David Wilkowski is an Associate Professor in the Division of Physics and Applied Physics at Nanyang Technological University and a Principal Investigator at the Centre for Quantum Technologies and the Centre for Disruptive Photonic Technologies. His research centers on ultracold atomic gases, spanning quantum simulation with non-Abelian gauge fields, quantum sensing with atomic clocks and interferometers, neutral-atom quantum processors (analog and digital), and nanophotonic platforms for extreme light–matter coupling. Trained in France and Italy, Wilkowski earned his PhD at the University of Lille I and held academic positions in Europe before moving to Singapore, where he has led research programs at NUS and NTU. His work integrates atomic physics, photonics, and quantum information science to develop both fundamental tests and scalable quantum technologies.

Emilia Witkowska

Emilia Witkowska is a theoretical physicist and Professor (prof. IF PAN) at the Institute of Physics, Polish Academy of Sciences, where she also serves as Head of the Division of Theoretical Physics. Her research focuses on fundamental aspects of quantum mechanics in ultracold atomic systems, with particular emphasis on Bose–Einstein condensates, thermal and semi-classical field methods, and quantum correlations.Her work addresses quantum metrology with atoms, generation of spin-squeezed and entangled many-body states, and applications of quantum phase transitions. She leads and participates in several competitive national research projects funded by the National Science Centre (NCN), including studies of dipolar ultracold gases, spin–orbit coupling, and Bell correlations in spinor Bose–Einstein condensates.

Jakub Zakrzewski

Jakub Zakrzewski is a Full Professor and Head of the Atomic Optics Department at the Marian Smoluchowski Institute of Physics, Jagiellonian University, and leader of QuantLab at the Mark Kac Complex Systems Research Center. His research spans quantum optics, laser theory, quantum chaos, and ultracold atoms in optical lattices, with particular emphasis on disorder, periodically driven many-body systems, lattice gauge theories, and quantum simulation.

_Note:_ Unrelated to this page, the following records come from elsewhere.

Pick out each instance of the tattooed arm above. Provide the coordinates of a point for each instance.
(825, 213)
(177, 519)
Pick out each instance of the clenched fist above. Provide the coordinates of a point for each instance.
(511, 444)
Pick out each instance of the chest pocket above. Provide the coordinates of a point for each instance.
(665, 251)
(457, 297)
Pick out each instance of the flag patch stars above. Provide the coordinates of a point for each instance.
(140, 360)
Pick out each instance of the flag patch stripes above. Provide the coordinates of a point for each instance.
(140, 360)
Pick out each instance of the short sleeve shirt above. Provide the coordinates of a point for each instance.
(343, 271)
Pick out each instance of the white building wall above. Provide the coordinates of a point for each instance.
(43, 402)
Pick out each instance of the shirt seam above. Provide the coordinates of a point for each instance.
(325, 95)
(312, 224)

He has coordinated and contributed to numerous national and European projects, including initiatives on dynamical gauge fields, many-body localization, cavity QED realizations of spin and Hubbard models, and Quantum Flagship/QuantERA programs. His recent work focuses on symmetry-protected topological phases, dipolar systems, and quantum-enhanced metrology, and he has contributed to the theory and history of time crystals.

Oded Zilberberg

Oded Zilberberg is a W3 Heisenberg Professor (DFG) of Physics at the University of Konstanz, where he leads the Quantum Engineered Systems Theory group. His research focuses on exotic material properties emerging in engineered quantum platforms, with emphasis on topology, nonequilibrium dynamics, and controllability in interacting, driven, and dissipative systems. His work spans topological states in quasiperiodic models, many-body localization, artificial dimensions and gauge fields in metamaterials, and parametrically driven light–matter systems, as well as quantum transport and weak-measurement phenomena in mesoscopic devices. Zilberberg’s research is strongly theory-driven while maintaining close synergy with experiments, aiming to connect fundamental quantum physics with novel device concepts.